Ingredients:
- 1 1/2 cups unbleached flour
- 1 cup rolled oats
- 2 tsp baking powder
- 1 tsp cinnamon
- 1 tsp ginger
- 2 Tbsp canola oil
- 1/2 cup pumpkin puree
- 1/4 cup natural unsalted peanut butter
- 1/4 cup filtered water
- Preheat the oven to 325F.
- Measure the flour, rolled oats, baking powder, cinnamon, and ginger into a mixing bowl. Whisk until combined.
- Make a well in the flour and add the canola oil. Mix at medium speed with a spatula or paddle attachment.

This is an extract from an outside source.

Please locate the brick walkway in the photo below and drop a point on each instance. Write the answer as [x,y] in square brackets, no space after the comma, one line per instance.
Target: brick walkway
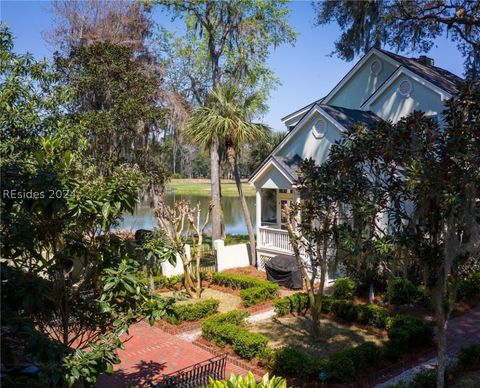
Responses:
[462,331]
[149,353]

Add the pumpkin and peanut butter, and stir until combined.
- Add the water all at once and mix until dough forms and all the ingredients are combined.
- Turn the dough out onto a slightly floured surface and gently knead until dough is smooth and soft. Roll the dough 1/4 inch thick, and cut the biscuits into desired shapes with cookie cutters.
- Place the biscuits on a parchment-lined cookie sheet and bake 12-15 minutes until they are dry and firm to the touch. Turn the oven off and leave the biscuits in another 20-30 minutes. Remove them from the oven, cool them on a cooling rack, and store them in a cookie tin.